Founded in 2015, Everledger is a startup leveraging blockchain, artificial intelligence (AI), intelligent labelling and the Internet of Things (IoT) to create a digital record of an asset’s origin, characteristics and ownership. The company digitally streamlines clients’ compliance processes to help them demonstrate the lifetime story of an asset with greater efficiency and accuracy.
In 2019, Everledger closed a US$20 million Series A funding round led by Tencent, launched the world’s first blockchain for colored gemstones, and worked with Accenture, Mastercard, Amazon Web Services and Mercy Corps on a new circular supply chain capability.

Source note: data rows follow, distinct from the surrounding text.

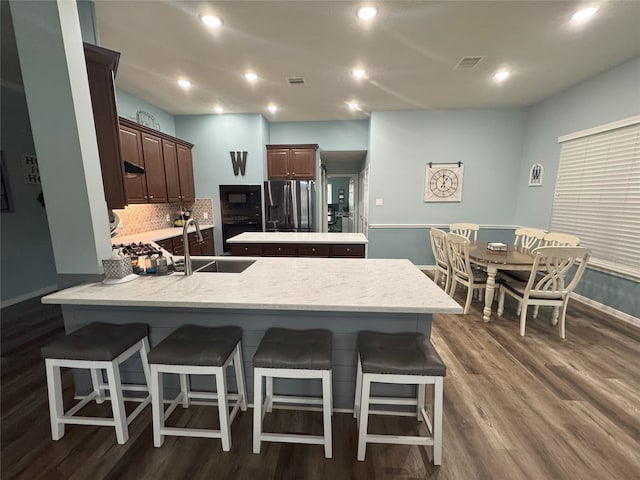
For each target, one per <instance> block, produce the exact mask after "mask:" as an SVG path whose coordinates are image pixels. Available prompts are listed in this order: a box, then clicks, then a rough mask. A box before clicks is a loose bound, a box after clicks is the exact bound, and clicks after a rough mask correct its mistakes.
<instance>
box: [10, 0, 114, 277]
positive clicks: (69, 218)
mask: <svg viewBox="0 0 640 480" xmlns="http://www.w3.org/2000/svg"><path fill="white" fill-rule="evenodd" d="M10 7H11V14H12V17H13V23H14V29H15V34H16V43H17V47H18V55H19V57H20V67H21V70H22V77H23V83H24V88H25V95H26V98H27V105H28V108H29V117H30V120H31V129H32V133H33V140H34V144H35V148H36V154H37V156H38V164H39V168H40V177H41V181H42V190H43V193H44V198H45V202H46V209H47V218H48V221H49V232H50V234H51V243H52V245H53V251H54V256H55V262H56V270H57V272H58V274H100V273H102V263H101V259H103V258H107V257H108V256H109V255H110V252H111V238H110V234H109V221H108V215H107V205H106V201H105V198H104V190H103V186H102V174H101V170H100V160H99V156H98V145H97V141H96V134H95V126H94V122H93V110H92V107H91V97H90V92H89V82H88V79H87V71H86V65H85V61H84V51H83V46H82V36H81V32H80V22H79V18H78V10H77V6H76V2H75V1H65V0H56V1H47V2H42V1H16V0H11V1H10ZM26 254H28V252H26Z"/></svg>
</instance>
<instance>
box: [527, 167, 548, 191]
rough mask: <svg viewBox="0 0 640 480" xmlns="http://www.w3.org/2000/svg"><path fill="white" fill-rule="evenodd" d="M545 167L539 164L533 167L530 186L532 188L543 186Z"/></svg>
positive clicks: (530, 179)
mask: <svg viewBox="0 0 640 480" xmlns="http://www.w3.org/2000/svg"><path fill="white" fill-rule="evenodd" d="M543 170H544V169H543V167H542V165H540V164H539V163H534V164H533V165H531V170H530V171H529V186H530V187H540V186H542V172H543Z"/></svg>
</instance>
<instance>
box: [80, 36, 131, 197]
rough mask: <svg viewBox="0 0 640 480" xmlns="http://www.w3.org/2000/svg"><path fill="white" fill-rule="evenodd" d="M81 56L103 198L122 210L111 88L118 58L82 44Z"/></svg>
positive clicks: (113, 96)
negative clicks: (102, 193)
mask: <svg viewBox="0 0 640 480" xmlns="http://www.w3.org/2000/svg"><path fill="white" fill-rule="evenodd" d="M84 56H85V61H86V64H87V76H88V79H89V89H90V92H91V105H92V107H93V120H94V123H95V127H96V139H97V142H98V154H99V156H100V168H101V170H102V183H103V185H104V196H105V199H106V201H107V207H108V208H110V209H114V208H124V207H125V205H126V204H127V193H126V190H125V180H124V167H123V164H122V157H121V150H120V141H119V140H118V113H117V110H116V100H115V98H116V96H115V88H114V84H113V79H114V77H115V74H116V70H117V68H118V60H119V59H120V54H119V53H118V52H114V51H113V50H107V49H106V48H102V47H97V46H95V45H91V44H88V43H85V44H84Z"/></svg>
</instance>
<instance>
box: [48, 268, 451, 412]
mask: <svg viewBox="0 0 640 480" xmlns="http://www.w3.org/2000/svg"><path fill="white" fill-rule="evenodd" d="M200 258H203V257H200ZM211 258H212V259H213V258H215V257H211ZM219 258H220V259H225V260H227V261H234V257H229V256H226V257H219ZM247 259H248V257H242V258H241V259H236V260H240V261H246V260H247ZM42 301H43V303H52V304H60V305H62V313H63V317H64V324H65V329H66V330H67V332H70V331H73V330H75V329H77V328H79V327H81V326H83V325H86V324H88V323H90V322H96V321H102V322H109V323H116V324H128V323H134V322H144V323H147V324H148V325H149V327H150V338H149V341H150V343H151V346H152V347H153V346H154V345H157V344H158V343H159V342H160V341H161V340H162V339H164V338H165V337H166V336H167V335H169V334H170V333H171V332H172V331H174V330H175V329H176V328H178V327H179V326H181V325H184V324H193V325H203V326H223V325H237V326H239V327H241V328H242V330H243V336H242V352H243V363H244V371H245V377H246V385H247V389H248V393H247V394H248V397H249V399H251V398H252V395H253V363H252V359H253V355H254V353H255V351H256V349H257V347H258V344H259V343H260V340H261V339H262V337H263V335H264V332H265V331H266V330H267V329H268V328H271V327H281V328H292V329H307V328H325V329H328V330H330V331H331V332H332V333H333V352H332V357H333V358H332V369H333V395H334V405H335V407H336V408H343V409H350V408H352V407H353V396H354V389H355V377H356V359H357V346H356V339H357V335H358V332H359V331H361V330H376V331H381V332H420V333H423V334H425V335H427V336H430V334H431V315H432V313H453V314H455V313H462V308H461V307H460V306H459V305H458V304H457V303H456V302H455V301H454V300H453V299H452V298H451V297H449V296H448V295H447V294H446V293H445V292H444V291H443V290H442V289H440V288H439V287H438V286H437V285H436V284H435V283H433V282H432V281H431V280H430V279H429V278H428V277H427V276H426V275H424V274H423V273H422V272H421V271H420V270H419V269H418V268H417V267H416V266H414V265H413V264H412V263H411V262H409V261H408V260H396V259H351V258H346V259H345V258H342V259H334V258H289V257H282V258H257V259H256V261H255V263H254V264H253V265H251V266H250V267H249V268H247V269H246V270H244V271H243V272H242V273H201V272H196V273H194V274H193V275H190V276H185V275H183V274H178V273H174V274H172V275H168V276H163V277H156V276H148V277H139V278H137V279H135V280H133V281H131V282H128V283H123V284H115V285H105V284H102V283H92V284H84V285H78V286H76V287H72V288H69V289H66V290H63V291H60V292H57V293H53V294H51V295H47V296H45V297H43V299H42ZM135 368H136V367H135V366H134V365H129V363H125V364H123V366H122V378H123V381H125V382H130V383H140V382H142V381H143V376H142V372H141V371H139V370H135ZM74 376H75V386H76V390H77V394H80V395H81V394H85V393H88V392H89V391H90V390H91V379H90V377H89V376H88V374H86V372H82V371H75V370H74ZM191 381H192V388H193V389H194V390H208V389H210V388H211V387H210V385H209V383H210V382H207V379H206V378H202V377H201V376H192V380H191ZM297 383H300V382H297ZM316 387H317V385H315V383H312V382H305V383H304V384H301V385H297V384H296V385H295V386H294V385H285V384H283V385H282V387H281V388H282V389H283V392H282V393H283V394H286V393H296V394H298V395H311V394H315V393H317V392H316ZM289 388H295V389H297V390H296V391H295V392H293V391H289ZM165 389H166V391H167V396H172V397H173V396H175V394H176V393H177V389H178V386H177V382H173V383H171V382H169V381H167V382H165ZM412 392H413V387H409V386H400V385H398V386H394V388H393V390H392V391H391V392H389V393H390V395H399V396H402V395H404V396H409V395H411V394H412ZM172 397H171V398H172ZM241 414H242V413H241Z"/></svg>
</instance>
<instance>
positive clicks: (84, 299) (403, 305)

This year, Everledger began tracking rare earth minerals including cobalt and lithium, and its CEO and founder Leanne Kemp, joined the Organisation for Economic Cooperation and Development (OECD)’s new blockchain expert group.
Founded in 2015, Jaja Finance is a mobile-first business providing digital and physical credit cards and other financing services. The company operates an online finance platform offering digitally-led products with a focus on simplicity, functionality, service and security. Jaja Finance’s offering includes a digital wallet and its accompanying card, foreign currency exchange services, as well as “near instant” credit decisions leveraging AI.
In 2019, Jaja Finance raised £20 million in a Series B funding round and £4.9 million in an equity crowdfunding campaign. The startup also made headlines when it acquired the UK credit card portfolio of Bank of Ireland, which includes a number of key accounts covering the AA, the UK’s Automobile Association, the Post Office, as well as a card branded Bank of Ireland itself.